Глаза слипались, но я все же встала. Набросила на плечи покрывало, укуталась и вышла в коридор. Неподходящий вид, чтобы разгуливать по лечебнице, но я надеялась, что Грин не успел далеко уйти.
И не ошиблась.
Дойдя до лестницы, услышала голоса и остановилась. Не хотелось вклиниваться в разговор. Да и подслушивать его, по-хорошему, не стоило…
— Могли бы проявить деликатность, — строго выговаривал своему собеседнику Оливер Райхон, и я со вздохом схватилась за голову. Бог мой, что со мной было, если я даже об Оливере позабыла напрочь, едва обосновавшись в больничной палате?
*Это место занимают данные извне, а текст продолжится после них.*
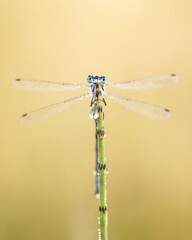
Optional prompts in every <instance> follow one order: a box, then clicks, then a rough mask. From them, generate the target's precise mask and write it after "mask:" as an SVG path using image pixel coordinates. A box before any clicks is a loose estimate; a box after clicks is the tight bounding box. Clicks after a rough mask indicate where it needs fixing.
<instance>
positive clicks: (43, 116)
mask: <svg viewBox="0 0 192 240" xmlns="http://www.w3.org/2000/svg"><path fill="white" fill-rule="evenodd" d="M88 96H89V93H87V94H83V95H81V96H78V97H75V98H71V99H69V100H66V101H64V102H59V103H56V104H53V105H49V106H46V107H43V108H40V109H37V110H35V111H32V112H30V113H26V114H23V115H22V116H21V117H20V119H19V122H20V123H32V122H34V121H36V120H40V119H45V118H47V117H50V116H52V115H54V114H56V113H59V112H63V111H64V110H65V109H67V108H68V107H70V106H72V105H74V104H75V103H77V102H78V101H80V100H83V99H84V98H85V97H88Z"/></svg>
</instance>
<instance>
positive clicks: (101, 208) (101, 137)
mask: <svg viewBox="0 0 192 240" xmlns="http://www.w3.org/2000/svg"><path fill="white" fill-rule="evenodd" d="M98 90H99V91H98V98H97V101H96V104H97V107H98V119H97V123H98V148H99V224H100V230H99V239H101V240H107V239H108V236H107V225H108V219H107V190H106V159H105V152H104V135H105V132H104V127H103V107H102V105H103V102H102V96H101V94H100V89H98Z"/></svg>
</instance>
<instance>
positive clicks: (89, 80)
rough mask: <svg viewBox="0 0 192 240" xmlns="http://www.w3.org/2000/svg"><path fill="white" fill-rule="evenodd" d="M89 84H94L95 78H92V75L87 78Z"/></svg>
mask: <svg viewBox="0 0 192 240" xmlns="http://www.w3.org/2000/svg"><path fill="white" fill-rule="evenodd" d="M87 82H88V83H92V82H93V76H92V75H89V76H88V77H87Z"/></svg>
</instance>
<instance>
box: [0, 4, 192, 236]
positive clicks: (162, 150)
mask: <svg viewBox="0 0 192 240" xmlns="http://www.w3.org/2000/svg"><path fill="white" fill-rule="evenodd" d="M191 24H192V2H191V1H188V0H183V1H165V0H162V1H153V0H145V1H144V0H134V1H128V0H110V1H109V0H97V1H95V0H93V1H88V0H81V1H79V0H70V1H69V0H54V1H53V0H47V1H44V0H42V1H38V0H33V1H32V0H18V1H6V0H0V91H1V93H0V109H1V114H0V129H1V130H0V132H1V138H0V179H1V180H0V196H1V197H0V239H1V240H17V239H18V240H43V239H46V240H53V239H54V240H65V239H68V240H73V239H78V240H81V239H83V240H86V239H97V236H98V233H97V229H98V223H97V217H98V200H97V199H95V197H94V176H93V170H94V168H95V139H94V137H95V136H94V134H95V129H94V128H95V125H94V122H93V120H91V119H90V118H89V117H88V112H89V110H90V106H89V104H90V99H86V100H85V101H83V102H80V103H79V104H78V105H75V106H73V107H71V108H70V109H68V110H66V111H65V112H63V113H60V114H58V115H56V116H54V117H51V118H49V119H46V120H42V121H39V122H35V123H33V124H29V125H21V124H19V123H18V121H17V120H18V118H19V116H20V115H22V114H23V113H25V112H28V111H31V110H34V109H36V108H39V107H42V106H45V105H49V104H52V103H56V102H59V101H62V100H65V99H68V98H72V97H74V96H77V95H80V94H82V93H83V92H84V91H83V90H78V91H76V92H75V91H73V92H63V93H40V92H29V91H22V90H19V89H14V88H13V87H12V86H11V80H12V79H14V78H19V77H21V78H29V79H40V80H47V81H58V82H66V83H73V82H76V83H85V81H86V77H87V75H88V74H96V75H100V74H103V75H106V76H107V78H108V81H110V82H116V81H127V80H132V79H137V78H141V77H147V76H155V75H160V74H167V73H177V74H178V75H179V76H180V77H181V82H180V83H179V84H178V85H175V86H172V87H168V88H165V89H155V90H148V91H147V90H145V91H144V90H143V91H123V90H115V89H114V90H113V89H112V90H111V92H112V93H115V94H119V95H122V96H127V97H129V98H133V99H138V100H142V101H145V102H149V103H153V104H156V105H160V106H165V107H167V108H169V109H171V110H172V112H173V119H172V120H169V121H160V120H154V119H150V118H147V117H145V116H142V115H139V114H136V113H132V112H130V111H128V110H127V109H125V108H123V107H122V106H119V105H118V104H117V103H115V102H113V101H112V100H110V99H107V98H106V101H107V107H106V108H105V129H106V131H107V137H106V139H105V140H106V141H105V147H106V156H107V165H108V168H109V171H110V174H108V176H107V183H108V184H107V188H108V209H109V229H108V230H109V239H110V240H116V239H130V240H141V239H142V240H162V239H164V240H181V239H192V228H191V222H192V153H191V148H192V144H191V140H192V107H191V101H192V97H191V92H192V71H191V69H192V28H191Z"/></svg>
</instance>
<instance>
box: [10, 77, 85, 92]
mask: <svg viewBox="0 0 192 240" xmlns="http://www.w3.org/2000/svg"><path fill="white" fill-rule="evenodd" d="M12 85H13V86H14V87H16V88H20V89H24V90H32V91H47V92H49V91H54V92H57V91H71V90H76V89H79V88H88V87H89V86H88V85H84V84H77V83H57V82H47V81H40V80H27V79H15V80H13V81H12Z"/></svg>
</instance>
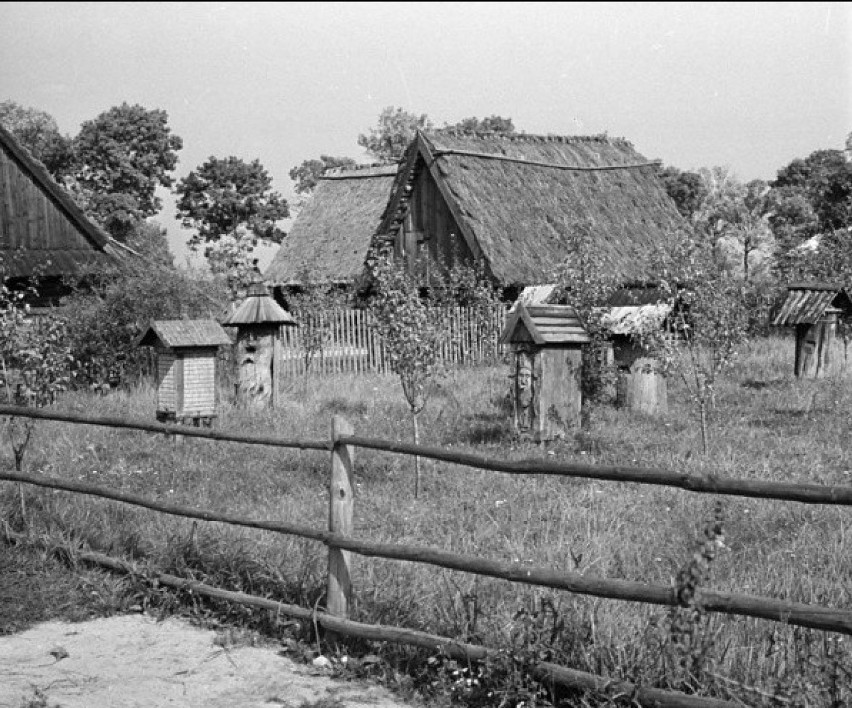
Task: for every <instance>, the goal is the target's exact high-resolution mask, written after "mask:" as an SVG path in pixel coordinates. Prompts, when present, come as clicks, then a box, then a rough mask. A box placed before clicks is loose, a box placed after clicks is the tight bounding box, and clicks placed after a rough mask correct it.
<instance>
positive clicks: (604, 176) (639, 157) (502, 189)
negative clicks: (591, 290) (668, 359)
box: [380, 130, 685, 285]
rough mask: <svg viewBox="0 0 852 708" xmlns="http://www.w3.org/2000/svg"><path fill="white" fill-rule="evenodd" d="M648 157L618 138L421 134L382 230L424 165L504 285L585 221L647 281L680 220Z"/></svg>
mask: <svg viewBox="0 0 852 708" xmlns="http://www.w3.org/2000/svg"><path fill="white" fill-rule="evenodd" d="M658 166H659V163H658V162H654V161H648V160H647V159H646V158H644V157H643V156H642V155H640V154H639V153H638V152H636V150H635V149H634V148H633V146H632V145H631V144H630V143H629V142H627V141H626V140H622V139H613V138H609V137H606V136H586V137H555V136H536V135H526V134H514V135H505V134H471V133H458V132H454V131H447V130H443V131H435V132H429V133H422V132H421V133H418V134H417V138H416V139H415V140H414V142H413V143H412V144H411V145H410V146H409V148H408V150H407V151H406V155H405V158H404V164H403V166H402V168H401V169H400V172H399V175H398V176H397V179H396V181H395V182H394V187H393V193H392V195H391V199H390V201H389V204H388V208H387V210H386V211H385V214H384V215H383V218H382V225H381V227H380V233H383V234H389V233H392V232H393V231H394V230H395V229H396V227H397V226H398V225H399V223H400V221H401V219H402V218H403V217H404V215H405V211H406V208H407V198H408V195H409V194H410V193H411V189H412V184H413V182H414V181H415V179H416V177H417V175H418V173H419V171H421V170H429V172H430V173H431V174H432V176H433V177H434V179H435V182H436V183H437V185H438V188H439V190H440V191H441V194H442V195H443V197H444V199H445V200H446V202H447V205H448V206H449V208H450V211H451V212H452V214H453V216H454V218H455V220H456V222H457V223H458V225H459V228H460V229H461V231H462V234H463V236H464V238H465V240H466V242H467V244H468V246H469V247H470V249H471V251H472V252H473V253H474V254H475V255H477V256H479V255H481V256H483V257H484V259H485V262H486V264H487V266H488V268H489V270H490V271H491V273H492V274H493V275H494V277H495V278H496V279H497V280H498V281H499V282H500V283H502V284H505V285H526V284H530V283H540V282H542V280H543V278H546V277H547V276H548V275H550V274H551V271H552V269H553V267H554V266H556V265H558V264H559V263H561V262H562V261H564V259H565V257H566V255H567V253H568V249H569V243H570V240H569V236H570V234H571V233H572V232H574V231H577V230H582V229H586V230H588V231H589V232H590V233H591V234H592V236H593V237H594V238H595V241H596V243H597V244H599V246H600V248H601V250H602V251H603V252H604V255H605V256H606V257H607V258H608V259H609V261H610V262H611V263H612V267H613V268H614V269H615V270H616V271H617V272H618V273H619V274H620V275H621V276H622V277H623V278H624V279H625V280H627V281H640V282H641V281H644V280H646V279H647V275H648V272H649V270H650V267H649V266H650V265H651V258H652V257H653V256H652V254H653V251H654V249H655V248H656V247H658V246H665V244H667V243H671V242H672V241H673V239H675V238H676V236H675V232H676V230H677V229H680V228H683V227H684V226H685V222H684V221H683V219H682V217H681V216H680V215H679V214H678V212H677V209H676V208H675V206H674V203H673V202H672V200H671V199H670V198H669V196H668V195H667V194H666V192H665V189H664V188H663V185H662V183H661V182H660V181H659V179H658V176H657V171H658Z"/></svg>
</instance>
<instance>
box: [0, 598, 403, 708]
mask: <svg viewBox="0 0 852 708" xmlns="http://www.w3.org/2000/svg"><path fill="white" fill-rule="evenodd" d="M215 639H216V633H215V632H213V631H210V630H204V629H199V628H197V627H194V626H192V625H190V624H188V623H187V622H186V621H183V620H180V619H175V618H172V619H167V620H165V621H162V622H158V621H156V620H155V619H153V618H151V617H149V616H147V615H125V616H119V617H109V618H104V619H97V620H93V621H89V622H81V623H76V624H69V623H66V622H47V623H43V624H39V625H37V626H35V627H33V628H32V629H30V630H28V631H26V632H22V633H20V634H14V635H8V636H2V637H0V707H2V708H22V707H26V708H30V707H31V706H32V708H35V706H39V708H41V707H42V706H44V707H49V708H55V706H60V707H61V708H97V707H104V708H137V707H138V708H143V707H144V708H151V707H152V706H157V707H159V706H170V707H174V708H196V707H201V706H203V707H204V708H260V707H261V706H262V707H263V708H275V707H281V706H287V707H290V708H300V707H302V706H304V707H305V708H307V707H308V706H317V708H319V707H320V706H322V708H343V707H344V706H345V707H346V708H350V707H351V708H361V707H363V708H368V707H369V708H391V707H392V706H405V705H406V704H404V703H401V702H400V701H399V700H398V699H396V698H394V697H393V696H392V694H390V693H389V692H388V691H386V690H385V689H383V688H380V687H377V686H370V685H368V684H366V683H360V682H347V681H341V680H336V679H332V678H330V677H329V676H328V675H327V671H326V670H323V669H316V668H314V667H311V666H305V665H302V664H296V663H294V662H293V661H291V660H290V659H288V658H286V657H284V656H281V655H280V654H279V653H278V651H277V650H276V648H274V647H272V648H259V647H251V646H240V647H232V648H228V649H226V648H223V647H222V646H221V645H220V644H218V643H215V642H214V640H215ZM51 652H53V653H51ZM66 653H67V656H63V654H66Z"/></svg>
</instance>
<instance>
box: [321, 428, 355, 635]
mask: <svg viewBox="0 0 852 708" xmlns="http://www.w3.org/2000/svg"><path fill="white" fill-rule="evenodd" d="M352 432H353V428H352V425H351V424H350V423H349V422H348V421H346V420H345V419H344V418H342V417H341V416H337V415H336V416H334V418H332V420H331V442H332V449H331V475H330V480H329V488H328V499H329V506H328V531H329V533H330V534H333V535H335V536H336V535H341V536H350V535H351V534H352V531H353V522H352V515H353V509H354V496H353V495H354V490H355V484H354V482H353V478H352V464H353V461H354V452H355V451H354V448H353V447H352V446H350V445H345V444H342V443H341V442H340V438H341V437H345V436H347V435H351V434H352ZM351 603H352V558H351V553H350V552H349V551H346V550H343V549H341V548H339V547H337V546H334V545H333V544H331V543H329V544H328V589H327V594H326V609H327V610H328V612H329V613H330V614H332V615H335V616H336V617H343V618H348V617H349V607H350V606H351Z"/></svg>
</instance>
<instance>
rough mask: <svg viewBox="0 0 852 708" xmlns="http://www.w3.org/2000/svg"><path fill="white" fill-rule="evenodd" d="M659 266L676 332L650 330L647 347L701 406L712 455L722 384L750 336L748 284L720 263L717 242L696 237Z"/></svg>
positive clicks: (659, 262)
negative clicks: (712, 425)
mask: <svg viewBox="0 0 852 708" xmlns="http://www.w3.org/2000/svg"><path fill="white" fill-rule="evenodd" d="M655 263H656V264H657V273H656V275H655V278H654V280H655V281H656V282H658V283H659V287H660V290H661V292H662V294H663V295H662V298H661V300H660V303H659V304H667V305H668V306H669V307H670V308H671V314H670V316H669V319H670V327H671V333H669V332H666V331H664V330H662V329H660V328H658V327H652V328H649V329H648V330H647V331H646V332H642V333H641V336H642V340H643V344H645V345H646V346H647V347H649V348H650V349H652V350H654V351H655V352H657V354H658V356H659V357H660V358H661V359H662V362H663V364H664V365H665V367H666V368H667V369H668V370H673V371H674V372H676V374H677V375H678V376H679V377H680V379H681V381H682V382H683V384H684V386H685V387H686V390H687V391H688V393H689V396H690V398H691V399H692V400H693V402H694V403H695V405H696V407H697V408H698V417H699V421H700V424H701V441H702V447H703V450H704V453H705V454H707V452H708V450H709V443H710V438H709V425H708V416H709V412H710V409H711V408H712V407H713V405H714V403H715V391H716V381H717V380H718V378H719V376H721V374H722V373H723V372H724V371H725V370H726V369H727V368H728V367H729V366H730V365H731V363H732V362H733V361H734V360H735V359H736V357H737V354H738V351H739V347H740V346H741V345H742V343H743V342H744V341H745V340H746V336H747V327H748V312H747V309H746V307H745V304H744V303H745V297H744V290H745V285H744V283H743V281H741V280H739V279H738V278H735V277H733V276H732V275H731V274H730V272H729V271H728V270H727V269H726V268H724V267H723V264H721V263H720V262H719V261H718V260H717V259H716V257H715V254H714V249H713V248H712V245H711V244H708V243H707V242H706V241H701V240H698V239H695V238H690V237H686V238H682V239H678V241H677V243H676V246H675V247H674V248H669V249H660V252H659V253H658V254H657V256H656V258H655ZM672 334H676V335H677V336H672Z"/></svg>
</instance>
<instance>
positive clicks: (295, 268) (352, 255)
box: [264, 164, 398, 285]
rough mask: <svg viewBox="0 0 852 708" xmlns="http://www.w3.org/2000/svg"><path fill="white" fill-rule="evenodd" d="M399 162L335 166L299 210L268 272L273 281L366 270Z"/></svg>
mask: <svg viewBox="0 0 852 708" xmlns="http://www.w3.org/2000/svg"><path fill="white" fill-rule="evenodd" d="M397 169H398V166H397V165H395V164H394V165H372V166H368V167H363V168H360V169H355V170H342V169H336V170H332V171H330V172H329V173H327V174H326V175H324V176H323V178H321V179H320V181H319V183H318V184H317V186H316V189H314V193H313V195H311V197H310V199H309V200H308V203H307V204H306V205H305V207H304V208H303V209H302V210H301V211H300V212H299V215H298V217H297V218H296V221H295V222H294V224H293V227H292V228H291V229H290V233H289V234H288V235H287V238H285V239H284V241H283V242H282V244H281V247H280V248H279V249H278V252H277V253H276V254H275V257H274V258H273V259H272V263H270V264H269V267H268V268H267V269H266V272H265V273H264V277H265V278H266V280H267V281H268V282H270V283H271V284H273V285H294V284H302V283H301V281H302V279H303V274H304V273H305V272H307V273H308V275H309V276H310V279H311V280H312V281H313V282H316V283H350V282H352V281H354V280H355V279H356V278H357V277H358V276H359V275H361V273H362V272H363V270H364V261H365V259H366V257H367V251H368V250H369V248H370V244H371V242H372V238H373V235H374V234H375V233H376V229H377V228H378V226H379V222H380V220H381V216H382V212H383V211H384V209H385V207H386V206H387V201H388V196H389V195H390V189H391V185H393V181H394V177H395V176H396V172H397Z"/></svg>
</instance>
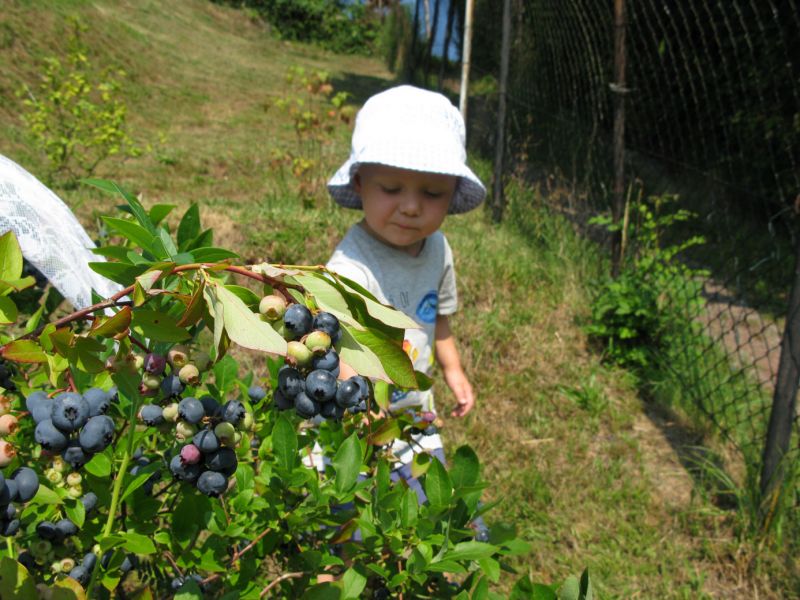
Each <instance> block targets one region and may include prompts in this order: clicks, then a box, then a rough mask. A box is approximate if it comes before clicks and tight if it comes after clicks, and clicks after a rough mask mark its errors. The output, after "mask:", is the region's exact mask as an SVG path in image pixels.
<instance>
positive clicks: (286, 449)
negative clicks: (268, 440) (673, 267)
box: [272, 415, 297, 471]
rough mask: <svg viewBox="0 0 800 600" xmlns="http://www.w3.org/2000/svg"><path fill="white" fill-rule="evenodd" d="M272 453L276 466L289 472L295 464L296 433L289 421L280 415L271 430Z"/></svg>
mask: <svg viewBox="0 0 800 600" xmlns="http://www.w3.org/2000/svg"><path fill="white" fill-rule="evenodd" d="M272 452H273V454H274V455H275V459H276V460H277V462H278V465H279V466H281V467H283V468H284V469H286V470H287V471H291V470H292V469H293V468H294V466H295V464H296V462H297V433H296V432H295V430H294V426H293V425H292V424H291V423H290V422H289V420H288V419H287V418H286V417H285V416H283V415H281V416H280V417H279V418H278V420H277V421H276V422H275V427H273V429H272Z"/></svg>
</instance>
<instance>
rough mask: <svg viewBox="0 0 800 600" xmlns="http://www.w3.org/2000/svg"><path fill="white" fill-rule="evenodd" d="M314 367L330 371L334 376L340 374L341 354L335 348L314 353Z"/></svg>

— Деликатность? — желчно переспросил Грин. — А что, по-вашему, я проявляю второй час к ряду? У меня уже скулы сводит от слащавых улыбок, которые я расточаю перед вашей подопечной, а вы требуете, чтобы я улыбался еще шире?
— Нет, — обрубил ректор. — Я лишь хотел убедиться, что здоровью Элизабет ничто не угрожает.
— Здоровью Элизабет много что угрожает, и вам это прекрасно известно, но я тут ничего поделать не могу.
— Я говорил о ее сегодняшнем недомогании.
— А я уже несколько раз объяснил вам его причины. Если так печетесь о ней, купите ей на будущее зонт и калоши, и запаситесь носовыми платками — сопли девицам утирать можно и не будучи квалифицированным целителем. Возьмите на себя сию почетную миссию и не дергайте меня впредь по пустякам.
Наверное, Грин и не мог сказать ничего другого, и он честно держал обещание не выдавать Оливеру настоящих причин моего нездоровья, но тон, каким все это было произнесено, раздражение и брезгливость, враз лишили меня желания за что-либо благодарить. Ведь точно так же он мог говорить об истинном положении дел, и даже фразу про утирание соплей можно было бы не менять. Все же для лучшего эффекта пациентам не стоит напоминать, что их лечащий врач всего лишь делает свою работу и вовсе не обязан испытывать к ним искренней симпатии. Но браслет — я решила — даже если его и выдали мне лишь на время терапии, не отдам. Сделает себе другой, из второго волоса.
Продолжили ли ректор с Грином обсуждать мое здоровье или нашли более интересную тему, а то и вовсе разошлись, я не знала. Не стала слушать дальше. Вернулась палату, легла в кровать и очень скоро задремала, не думая ни о прошлом, ни о будущем, ни о настоящем. Мне было тепло и хорошо, и хотелось продержаться в таком состоянии подольше. И пожалуйста, если кто-то там, наверху или в иных сферах, слышит меня, пожалуйста, никаких снов!
…Впрочем, бывают и приятные сны.
Такие, что входят украдкой, присаживаются на корточки у моей кровати, трогают заботливо лоб, проверяя, спал ли жар, а упавшую на лицо прядь волос заправляют осторожно за ухо…
— Вы спите?
— Сплю, — отвечаю я, не открывая глаз, иначе сон уйдет.
— Может быть… Глупо сейчас, но, может быть, вы хотите чего-нибудь?
— Хочу, — улыбаюсь я. Желания должны сбываться, хотя бы во снах. — Хочу к единорогу.
— Значит, пойдем к единорогу, — обещает сон, даже не задумываясь.
— И цветы, — говорю я, потягиваясь. — Голубенькие такие. Бродиэя, кажется.